A Snag List is a fully comprehensive list of items that a builder has not completed correctly, and defective work and evident damage to be repaired to complete the property to an acceptable standard prior to closing. Where Building Regulation breaches are visible, appropriate advice will be provided.

On completion and submission of the list, the required works are attended to by the builder prior to closing of the sale. If required, the property is re-visited by one of our surveyors to ensure that the recommended works have been completed.

Vitally Important

Carrying out a thorough snag list on a newly built property is vitally important to ensure that you receive an acceptable quality of finish, making sure that you do not have a multitude of problems and irritations after you move in.

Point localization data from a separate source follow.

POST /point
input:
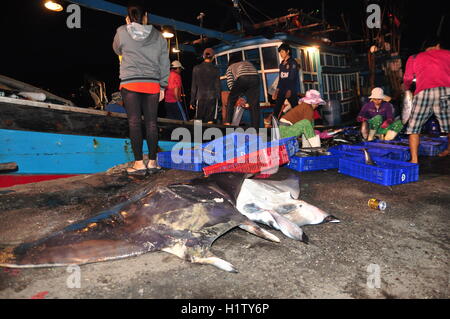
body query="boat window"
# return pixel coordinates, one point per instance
(262, 98)
(270, 58)
(308, 62)
(314, 60)
(302, 58)
(236, 54)
(253, 57)
(222, 64)
(335, 60)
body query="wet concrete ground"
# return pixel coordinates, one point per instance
(408, 243)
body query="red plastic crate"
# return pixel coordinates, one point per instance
(252, 163)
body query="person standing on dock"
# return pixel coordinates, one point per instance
(174, 106)
(243, 80)
(144, 73)
(205, 90)
(289, 81)
(431, 69)
(299, 121)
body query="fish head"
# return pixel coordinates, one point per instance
(303, 213)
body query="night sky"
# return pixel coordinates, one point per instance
(39, 49)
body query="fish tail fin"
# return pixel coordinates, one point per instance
(254, 229)
(289, 228)
(216, 262)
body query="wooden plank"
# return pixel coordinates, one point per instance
(44, 117)
(8, 167)
(48, 153)
(18, 85)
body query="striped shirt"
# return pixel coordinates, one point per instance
(239, 69)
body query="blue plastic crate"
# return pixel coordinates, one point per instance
(357, 150)
(386, 172)
(315, 163)
(291, 143)
(184, 159)
(396, 152)
(229, 147)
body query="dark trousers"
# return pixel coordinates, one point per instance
(293, 100)
(248, 85)
(138, 104)
(207, 109)
(174, 111)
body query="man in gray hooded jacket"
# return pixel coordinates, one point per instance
(144, 73)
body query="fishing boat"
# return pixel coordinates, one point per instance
(51, 140)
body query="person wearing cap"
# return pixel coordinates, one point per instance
(299, 121)
(431, 69)
(173, 100)
(377, 117)
(144, 73)
(205, 89)
(289, 81)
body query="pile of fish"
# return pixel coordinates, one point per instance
(183, 219)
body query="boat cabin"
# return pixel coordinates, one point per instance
(323, 68)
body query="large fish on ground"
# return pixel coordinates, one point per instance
(407, 106)
(276, 204)
(182, 219)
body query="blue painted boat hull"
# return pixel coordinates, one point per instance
(48, 153)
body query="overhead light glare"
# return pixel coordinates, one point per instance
(54, 6)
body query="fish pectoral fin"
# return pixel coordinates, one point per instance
(214, 261)
(199, 255)
(289, 228)
(254, 229)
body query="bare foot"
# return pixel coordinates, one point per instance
(152, 164)
(444, 153)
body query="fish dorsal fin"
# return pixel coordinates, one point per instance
(290, 185)
(229, 183)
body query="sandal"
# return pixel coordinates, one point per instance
(132, 170)
(153, 169)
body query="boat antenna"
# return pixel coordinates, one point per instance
(200, 17)
(439, 31)
(237, 14)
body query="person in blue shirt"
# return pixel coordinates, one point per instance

New developments are constructed for the most part on a sub-contract basis. The various sub-contractors usually work on a price per unit basis, often being more concerned with working quickly than working well, resulting in a deficient quality of finish.

The Snag List ensures that the builder carries out his obligations to you by completing the house properly, after all, why should you have to go to the hassle and expense of carrying out repairs yourself when you have paid the builder a small fortune to finish the house correctly in the first place.

Important Tips

Never allow yourself to be unduly pressured by the builder into carrying out a Snag List prior to completion of the works. Builders will often ask you to carry out the list weeks before the property is actually complete.

Also a property should not be inspected if it has not been fully cleaned. Dust and debris can cover defects.

You should never ask the builder for a recommendation on who to use as it creates a conflict of interests. Many builders will have arrangements with “snaggers” who will carry out a low cost “soft” snag list that is more advantageous to the builder than to you.

Many of these snaggers are uninsured and unqualified and should not be used. Our experience is that the quality of service and outcome will be lacking.

To prevent this from happening to you, you should only use a Registered Building Surveyor to carry out your Snag List.